The primary objective of this study was to provide an insight into the implementation of the Japanese Kaizen – to increase the understanding of the relationship between shop floor management tools and the two improvement practices (QCCs and Teians) and their long-term outcomes. The objectives of this research were:

• To define the roles of QCCs and Teians in Kaizen;
• To describe the implementation of the building block shop floor management tools;
• To demonstrate the importance of shop floor management tools in supporting Kaizen;
• To explore the relationships between the Kaizen practices, shop floor management tools, and their long-term outcomes;

• To provide a better understanding of Kaizen implementation in companies located outside of Japan;
• To provide an empirically tested model for studying and managing the Kaizen practices.

Research Questions
The research was conducted to address the following questions:

1. What is the Japanese Kaizen? How does it differ from other improvement systems?
2. What are QCCs and Teians? How do these two practices differ from each other in collecting improvement ideas?
3. What is the relationship between these two Kaizen practices? Are they mutually inclusive and supportive of each other? If not, how do they impact on each other?
4. How can the practices of the Japanese Kaizen be adopted and implemented to sustain long-term continuous improvement?
5. What are the building block shop floor management tools? In what sequence should they be implemented?
6. In what ways are the shop floor management tools inter-dependent with the Kaizen practices? Can they be implemented independently of each other to support the Kaizen practices?
7. What is the relationship between these two Kaizen practices and their outcomes? How do these practices produce better outcome measures as well as sustaining long- term continuous improvement?

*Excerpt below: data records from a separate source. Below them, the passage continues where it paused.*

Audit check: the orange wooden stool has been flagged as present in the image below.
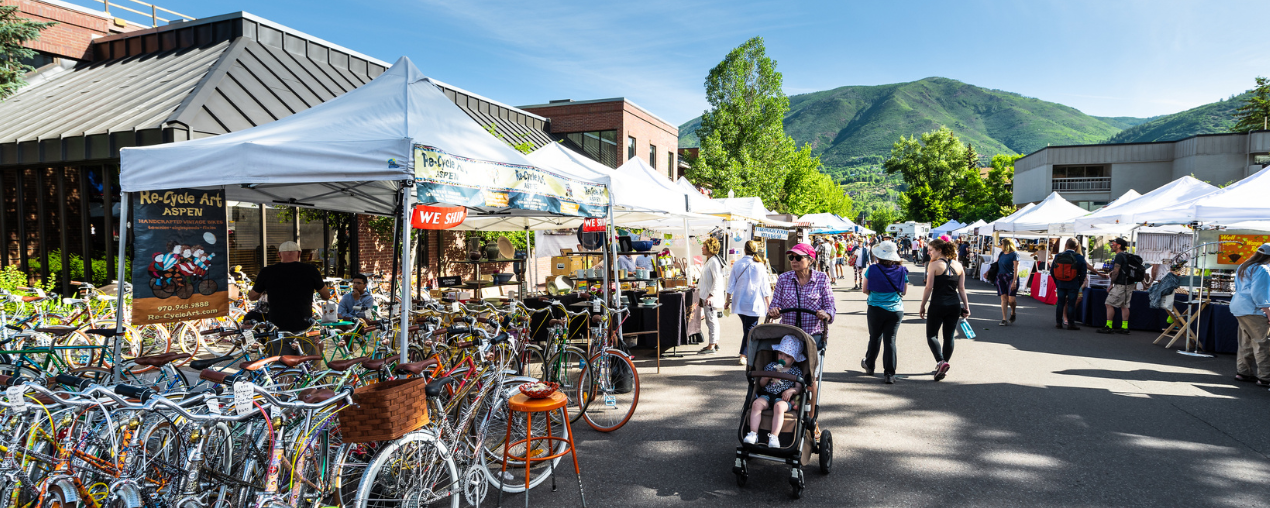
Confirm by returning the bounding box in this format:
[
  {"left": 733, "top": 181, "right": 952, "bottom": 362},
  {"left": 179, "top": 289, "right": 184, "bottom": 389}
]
[{"left": 498, "top": 391, "right": 587, "bottom": 507}]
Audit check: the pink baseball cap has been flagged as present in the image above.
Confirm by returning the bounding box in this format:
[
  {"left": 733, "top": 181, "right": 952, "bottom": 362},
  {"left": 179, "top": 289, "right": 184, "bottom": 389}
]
[{"left": 785, "top": 244, "right": 815, "bottom": 259}]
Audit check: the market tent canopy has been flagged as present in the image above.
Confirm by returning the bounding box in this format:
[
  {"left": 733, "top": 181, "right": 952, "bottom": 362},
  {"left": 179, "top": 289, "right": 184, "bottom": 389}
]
[
  {"left": 1144, "top": 166, "right": 1270, "bottom": 225},
  {"left": 931, "top": 221, "right": 965, "bottom": 237},
  {"left": 1074, "top": 175, "right": 1217, "bottom": 235},
  {"left": 999, "top": 192, "right": 1088, "bottom": 232},
  {"left": 119, "top": 57, "right": 563, "bottom": 215}
]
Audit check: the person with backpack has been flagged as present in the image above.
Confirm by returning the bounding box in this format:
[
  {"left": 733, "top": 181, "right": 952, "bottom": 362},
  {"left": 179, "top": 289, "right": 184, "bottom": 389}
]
[
  {"left": 1049, "top": 239, "right": 1090, "bottom": 330},
  {"left": 1099, "top": 239, "right": 1146, "bottom": 335}
]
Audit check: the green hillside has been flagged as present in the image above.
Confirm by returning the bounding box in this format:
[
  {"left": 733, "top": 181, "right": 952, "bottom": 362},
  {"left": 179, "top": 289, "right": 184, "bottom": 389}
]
[
  {"left": 1104, "top": 93, "right": 1251, "bottom": 144},
  {"left": 679, "top": 77, "right": 1133, "bottom": 176}
]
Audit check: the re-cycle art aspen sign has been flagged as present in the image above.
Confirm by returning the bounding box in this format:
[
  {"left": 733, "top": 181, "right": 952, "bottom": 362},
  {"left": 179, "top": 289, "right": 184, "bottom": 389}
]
[{"left": 132, "top": 189, "right": 230, "bottom": 325}]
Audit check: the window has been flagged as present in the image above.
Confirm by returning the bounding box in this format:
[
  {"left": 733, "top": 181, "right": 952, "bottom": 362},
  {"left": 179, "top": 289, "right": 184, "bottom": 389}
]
[{"left": 564, "top": 131, "right": 621, "bottom": 168}]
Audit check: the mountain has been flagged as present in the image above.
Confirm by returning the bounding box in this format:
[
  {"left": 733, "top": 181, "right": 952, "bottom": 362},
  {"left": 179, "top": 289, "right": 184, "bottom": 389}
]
[
  {"left": 679, "top": 77, "right": 1122, "bottom": 179},
  {"left": 1107, "top": 91, "right": 1252, "bottom": 144}
]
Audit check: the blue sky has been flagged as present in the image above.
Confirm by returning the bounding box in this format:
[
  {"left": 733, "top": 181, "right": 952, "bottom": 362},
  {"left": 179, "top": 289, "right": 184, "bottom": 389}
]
[{"left": 96, "top": 0, "right": 1270, "bottom": 124}]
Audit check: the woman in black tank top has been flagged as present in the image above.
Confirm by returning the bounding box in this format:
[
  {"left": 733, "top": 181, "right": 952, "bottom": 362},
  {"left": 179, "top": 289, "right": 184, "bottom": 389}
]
[{"left": 918, "top": 240, "right": 970, "bottom": 381}]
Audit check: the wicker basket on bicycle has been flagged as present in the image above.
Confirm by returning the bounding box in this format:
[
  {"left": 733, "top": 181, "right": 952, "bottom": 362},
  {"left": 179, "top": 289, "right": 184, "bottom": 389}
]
[{"left": 339, "top": 378, "right": 429, "bottom": 443}]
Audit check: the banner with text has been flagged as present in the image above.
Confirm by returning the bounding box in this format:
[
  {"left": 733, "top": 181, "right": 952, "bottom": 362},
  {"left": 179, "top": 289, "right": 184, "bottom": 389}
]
[
  {"left": 414, "top": 145, "right": 608, "bottom": 217},
  {"left": 132, "top": 189, "right": 230, "bottom": 325}
]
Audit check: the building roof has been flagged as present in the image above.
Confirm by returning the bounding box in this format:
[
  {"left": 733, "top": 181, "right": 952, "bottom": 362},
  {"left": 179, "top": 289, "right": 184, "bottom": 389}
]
[{"left": 0, "top": 13, "right": 551, "bottom": 165}]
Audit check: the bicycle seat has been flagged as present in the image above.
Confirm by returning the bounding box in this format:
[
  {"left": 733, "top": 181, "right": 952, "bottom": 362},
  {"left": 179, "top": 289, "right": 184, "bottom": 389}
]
[
  {"left": 296, "top": 389, "right": 335, "bottom": 404},
  {"left": 239, "top": 357, "right": 282, "bottom": 371},
  {"left": 278, "top": 354, "right": 321, "bottom": 367},
  {"left": 362, "top": 358, "right": 392, "bottom": 371},
  {"left": 36, "top": 325, "right": 77, "bottom": 337},
  {"left": 326, "top": 357, "right": 366, "bottom": 372},
  {"left": 135, "top": 353, "right": 193, "bottom": 367},
  {"left": 198, "top": 368, "right": 239, "bottom": 385},
  {"left": 396, "top": 358, "right": 439, "bottom": 376},
  {"left": 189, "top": 354, "right": 237, "bottom": 371}
]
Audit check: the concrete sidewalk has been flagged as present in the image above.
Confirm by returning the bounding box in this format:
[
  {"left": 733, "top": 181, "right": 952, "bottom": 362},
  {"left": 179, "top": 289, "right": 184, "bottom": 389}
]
[{"left": 513, "top": 264, "right": 1270, "bottom": 507}]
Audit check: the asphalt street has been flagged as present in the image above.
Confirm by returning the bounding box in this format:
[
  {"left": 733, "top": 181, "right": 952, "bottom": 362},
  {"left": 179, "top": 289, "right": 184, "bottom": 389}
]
[{"left": 510, "top": 261, "right": 1270, "bottom": 507}]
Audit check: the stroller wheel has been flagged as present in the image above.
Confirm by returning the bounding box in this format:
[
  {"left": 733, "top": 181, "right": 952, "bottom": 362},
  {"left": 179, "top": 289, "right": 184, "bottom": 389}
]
[
  {"left": 817, "top": 429, "right": 833, "bottom": 475},
  {"left": 790, "top": 469, "right": 806, "bottom": 499}
]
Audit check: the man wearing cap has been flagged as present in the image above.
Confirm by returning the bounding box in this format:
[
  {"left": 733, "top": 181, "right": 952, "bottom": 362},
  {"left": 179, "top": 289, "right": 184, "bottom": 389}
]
[
  {"left": 1099, "top": 239, "right": 1134, "bottom": 335},
  {"left": 248, "top": 241, "right": 330, "bottom": 349}
]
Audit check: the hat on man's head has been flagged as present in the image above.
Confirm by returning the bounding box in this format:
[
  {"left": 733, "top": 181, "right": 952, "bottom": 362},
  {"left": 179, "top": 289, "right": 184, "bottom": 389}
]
[
  {"left": 785, "top": 244, "right": 815, "bottom": 259},
  {"left": 772, "top": 335, "right": 806, "bottom": 362}
]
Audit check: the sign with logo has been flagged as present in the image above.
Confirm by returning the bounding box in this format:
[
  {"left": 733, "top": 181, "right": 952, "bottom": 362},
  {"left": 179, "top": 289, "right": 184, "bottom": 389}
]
[
  {"left": 754, "top": 227, "right": 790, "bottom": 240},
  {"left": 410, "top": 204, "right": 467, "bottom": 230},
  {"left": 132, "top": 189, "right": 230, "bottom": 326},
  {"left": 414, "top": 145, "right": 608, "bottom": 217}
]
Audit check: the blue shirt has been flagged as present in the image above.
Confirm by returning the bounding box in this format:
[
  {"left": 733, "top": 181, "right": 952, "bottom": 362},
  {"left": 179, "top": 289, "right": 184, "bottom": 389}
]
[
  {"left": 338, "top": 291, "right": 375, "bottom": 319},
  {"left": 865, "top": 264, "right": 908, "bottom": 312},
  {"left": 1231, "top": 264, "right": 1270, "bottom": 316}
]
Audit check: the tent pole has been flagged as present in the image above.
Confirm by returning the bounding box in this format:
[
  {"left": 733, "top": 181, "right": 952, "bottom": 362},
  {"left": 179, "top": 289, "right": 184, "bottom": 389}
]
[
  {"left": 105, "top": 191, "right": 132, "bottom": 381},
  {"left": 398, "top": 180, "right": 414, "bottom": 363}
]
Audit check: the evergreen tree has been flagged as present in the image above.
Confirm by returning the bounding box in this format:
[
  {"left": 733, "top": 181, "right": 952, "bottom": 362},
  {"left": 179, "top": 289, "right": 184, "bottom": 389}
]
[{"left": 0, "top": 5, "right": 57, "bottom": 100}]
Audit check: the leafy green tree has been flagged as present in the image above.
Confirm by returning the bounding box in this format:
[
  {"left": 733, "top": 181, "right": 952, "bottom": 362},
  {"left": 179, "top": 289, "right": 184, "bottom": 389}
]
[
  {"left": 0, "top": 5, "right": 57, "bottom": 100},
  {"left": 688, "top": 37, "right": 820, "bottom": 211},
  {"left": 1233, "top": 76, "right": 1270, "bottom": 132},
  {"left": 883, "top": 127, "right": 966, "bottom": 225},
  {"left": 869, "top": 207, "right": 902, "bottom": 232}
]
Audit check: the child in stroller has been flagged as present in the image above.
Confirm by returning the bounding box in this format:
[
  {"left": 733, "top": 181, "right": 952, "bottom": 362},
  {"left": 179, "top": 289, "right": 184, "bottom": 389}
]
[{"left": 743, "top": 335, "right": 806, "bottom": 448}]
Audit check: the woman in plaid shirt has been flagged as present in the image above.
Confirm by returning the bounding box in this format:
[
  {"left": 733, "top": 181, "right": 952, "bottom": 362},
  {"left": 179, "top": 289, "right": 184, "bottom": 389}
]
[{"left": 767, "top": 244, "right": 837, "bottom": 351}]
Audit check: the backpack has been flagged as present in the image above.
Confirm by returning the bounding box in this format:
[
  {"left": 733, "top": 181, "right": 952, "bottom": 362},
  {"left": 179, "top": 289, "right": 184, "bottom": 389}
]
[
  {"left": 1120, "top": 253, "right": 1147, "bottom": 284},
  {"left": 1050, "top": 251, "right": 1080, "bottom": 282}
]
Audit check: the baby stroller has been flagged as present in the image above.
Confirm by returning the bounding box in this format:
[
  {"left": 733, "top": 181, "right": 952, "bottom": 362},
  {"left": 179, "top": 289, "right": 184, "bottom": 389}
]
[{"left": 732, "top": 309, "right": 833, "bottom": 499}]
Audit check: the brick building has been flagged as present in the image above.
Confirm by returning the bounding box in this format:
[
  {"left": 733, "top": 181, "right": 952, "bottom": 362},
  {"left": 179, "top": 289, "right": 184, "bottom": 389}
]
[{"left": 519, "top": 98, "right": 679, "bottom": 180}]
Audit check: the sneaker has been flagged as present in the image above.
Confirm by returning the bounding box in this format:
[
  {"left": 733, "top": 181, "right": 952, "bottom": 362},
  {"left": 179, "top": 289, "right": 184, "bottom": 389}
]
[{"left": 935, "top": 362, "right": 953, "bottom": 381}]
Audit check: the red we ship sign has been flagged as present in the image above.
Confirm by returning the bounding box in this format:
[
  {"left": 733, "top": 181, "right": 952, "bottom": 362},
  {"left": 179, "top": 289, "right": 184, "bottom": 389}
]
[{"left": 410, "top": 204, "right": 467, "bottom": 230}]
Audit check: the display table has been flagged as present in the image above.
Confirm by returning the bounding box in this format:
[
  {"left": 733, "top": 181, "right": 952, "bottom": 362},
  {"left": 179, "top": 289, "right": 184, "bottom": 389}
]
[
  {"left": 1078, "top": 287, "right": 1240, "bottom": 353},
  {"left": 1031, "top": 272, "right": 1056, "bottom": 303}
]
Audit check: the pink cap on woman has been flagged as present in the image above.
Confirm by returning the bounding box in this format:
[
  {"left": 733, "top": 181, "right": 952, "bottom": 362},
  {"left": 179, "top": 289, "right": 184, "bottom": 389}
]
[{"left": 785, "top": 244, "right": 815, "bottom": 259}]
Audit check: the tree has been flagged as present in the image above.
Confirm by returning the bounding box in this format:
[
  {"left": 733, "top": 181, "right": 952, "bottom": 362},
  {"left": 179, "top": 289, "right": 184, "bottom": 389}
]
[
  {"left": 0, "top": 5, "right": 57, "bottom": 100},
  {"left": 1233, "top": 76, "right": 1270, "bottom": 132},
  {"left": 688, "top": 37, "right": 820, "bottom": 211},
  {"left": 883, "top": 127, "right": 966, "bottom": 224},
  {"left": 869, "top": 207, "right": 900, "bottom": 232}
]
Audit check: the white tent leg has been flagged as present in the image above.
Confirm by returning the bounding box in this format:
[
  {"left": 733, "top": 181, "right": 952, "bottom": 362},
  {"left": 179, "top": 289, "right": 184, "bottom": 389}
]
[
  {"left": 398, "top": 185, "right": 414, "bottom": 364},
  {"left": 105, "top": 193, "right": 132, "bottom": 382}
]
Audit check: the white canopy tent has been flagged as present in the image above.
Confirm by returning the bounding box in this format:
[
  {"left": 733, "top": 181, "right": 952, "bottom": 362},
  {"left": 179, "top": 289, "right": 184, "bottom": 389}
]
[
  {"left": 996, "top": 192, "right": 1088, "bottom": 234},
  {"left": 1144, "top": 168, "right": 1270, "bottom": 225},
  {"left": 979, "top": 203, "right": 1036, "bottom": 235},
  {"left": 1074, "top": 177, "right": 1217, "bottom": 235},
  {"left": 117, "top": 57, "right": 611, "bottom": 361}
]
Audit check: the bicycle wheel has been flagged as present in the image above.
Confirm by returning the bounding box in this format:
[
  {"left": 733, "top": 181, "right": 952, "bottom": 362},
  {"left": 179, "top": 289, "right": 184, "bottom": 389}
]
[
  {"left": 578, "top": 349, "right": 639, "bottom": 432},
  {"left": 356, "top": 432, "right": 462, "bottom": 508}
]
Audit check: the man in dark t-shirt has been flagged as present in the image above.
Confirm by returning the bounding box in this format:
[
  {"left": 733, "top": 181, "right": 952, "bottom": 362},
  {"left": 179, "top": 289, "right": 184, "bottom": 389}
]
[{"left": 248, "top": 241, "right": 330, "bottom": 333}]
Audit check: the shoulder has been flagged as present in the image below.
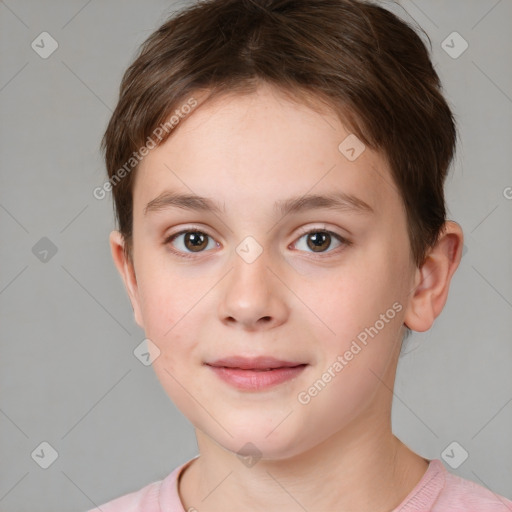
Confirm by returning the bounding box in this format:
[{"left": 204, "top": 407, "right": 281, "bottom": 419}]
[
  {"left": 87, "top": 480, "right": 162, "bottom": 512},
  {"left": 87, "top": 456, "right": 198, "bottom": 512},
  {"left": 432, "top": 471, "right": 512, "bottom": 512}
]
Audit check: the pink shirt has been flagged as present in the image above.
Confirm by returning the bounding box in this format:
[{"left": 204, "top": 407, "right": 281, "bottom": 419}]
[{"left": 87, "top": 456, "right": 512, "bottom": 512}]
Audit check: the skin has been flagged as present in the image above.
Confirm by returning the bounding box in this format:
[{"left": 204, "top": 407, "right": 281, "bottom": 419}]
[{"left": 110, "top": 85, "right": 463, "bottom": 512}]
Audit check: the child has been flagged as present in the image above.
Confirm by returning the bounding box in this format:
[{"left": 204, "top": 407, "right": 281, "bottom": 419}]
[{"left": 89, "top": 0, "right": 512, "bottom": 512}]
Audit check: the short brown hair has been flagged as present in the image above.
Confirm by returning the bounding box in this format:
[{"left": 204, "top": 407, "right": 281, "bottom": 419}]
[{"left": 102, "top": 0, "right": 457, "bottom": 266}]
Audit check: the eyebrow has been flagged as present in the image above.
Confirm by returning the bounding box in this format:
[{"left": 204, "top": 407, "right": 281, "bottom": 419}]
[{"left": 144, "top": 191, "right": 375, "bottom": 216}]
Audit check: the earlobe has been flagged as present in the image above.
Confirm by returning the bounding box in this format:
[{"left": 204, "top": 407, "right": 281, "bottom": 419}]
[
  {"left": 109, "top": 231, "right": 144, "bottom": 329},
  {"left": 404, "top": 221, "right": 464, "bottom": 332}
]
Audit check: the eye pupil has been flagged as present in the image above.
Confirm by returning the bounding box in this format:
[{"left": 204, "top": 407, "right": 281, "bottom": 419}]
[
  {"left": 184, "top": 231, "right": 208, "bottom": 252},
  {"left": 308, "top": 232, "right": 331, "bottom": 252}
]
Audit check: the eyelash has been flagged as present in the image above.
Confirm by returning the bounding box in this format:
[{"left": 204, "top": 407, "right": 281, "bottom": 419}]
[{"left": 164, "top": 226, "right": 352, "bottom": 258}]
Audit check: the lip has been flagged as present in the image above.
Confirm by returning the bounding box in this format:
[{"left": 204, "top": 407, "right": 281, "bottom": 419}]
[
  {"left": 206, "top": 356, "right": 306, "bottom": 370},
  {"left": 205, "top": 356, "right": 308, "bottom": 391}
]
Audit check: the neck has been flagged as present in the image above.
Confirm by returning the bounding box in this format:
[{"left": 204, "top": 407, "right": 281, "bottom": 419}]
[{"left": 179, "top": 413, "right": 428, "bottom": 512}]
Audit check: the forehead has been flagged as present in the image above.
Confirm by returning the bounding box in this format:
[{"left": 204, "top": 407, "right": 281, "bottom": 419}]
[{"left": 133, "top": 87, "right": 400, "bottom": 215}]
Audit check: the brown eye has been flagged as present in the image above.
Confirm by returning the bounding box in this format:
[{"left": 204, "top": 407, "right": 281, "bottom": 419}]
[
  {"left": 164, "top": 229, "right": 218, "bottom": 258},
  {"left": 307, "top": 231, "right": 331, "bottom": 252},
  {"left": 183, "top": 231, "right": 208, "bottom": 252},
  {"left": 295, "top": 228, "right": 350, "bottom": 254}
]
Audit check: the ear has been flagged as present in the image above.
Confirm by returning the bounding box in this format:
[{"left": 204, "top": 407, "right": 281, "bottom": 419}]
[
  {"left": 109, "top": 231, "right": 144, "bottom": 329},
  {"left": 404, "top": 221, "right": 464, "bottom": 332}
]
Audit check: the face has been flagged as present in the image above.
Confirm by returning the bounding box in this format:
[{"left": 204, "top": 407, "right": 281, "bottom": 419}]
[{"left": 112, "top": 83, "right": 420, "bottom": 459}]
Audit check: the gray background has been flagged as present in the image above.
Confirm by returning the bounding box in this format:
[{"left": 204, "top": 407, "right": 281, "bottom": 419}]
[{"left": 0, "top": 0, "right": 512, "bottom": 512}]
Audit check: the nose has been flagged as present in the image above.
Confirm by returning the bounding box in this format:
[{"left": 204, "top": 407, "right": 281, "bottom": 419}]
[{"left": 219, "top": 251, "right": 289, "bottom": 331}]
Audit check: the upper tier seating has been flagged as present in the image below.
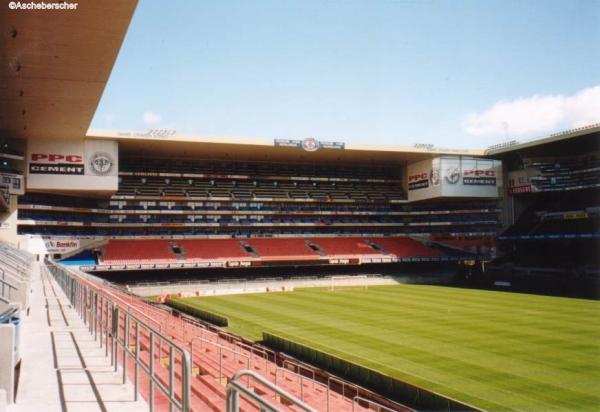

The outcome of these research questions were obtained by empirical research. Structural equation modelling was used to explore and investigate the relationships between the shop floor management tools, Kaizen and their associated outcomes.

Research Model and Hypotheses
On the basis of the three underlying characteristics of Kaizen (as described in Section 1.2), a theoretical model was developed to support the study. This model represents the relationships between shop floor management tools, improvement implementation and improvement outcomes (Figure 1.3).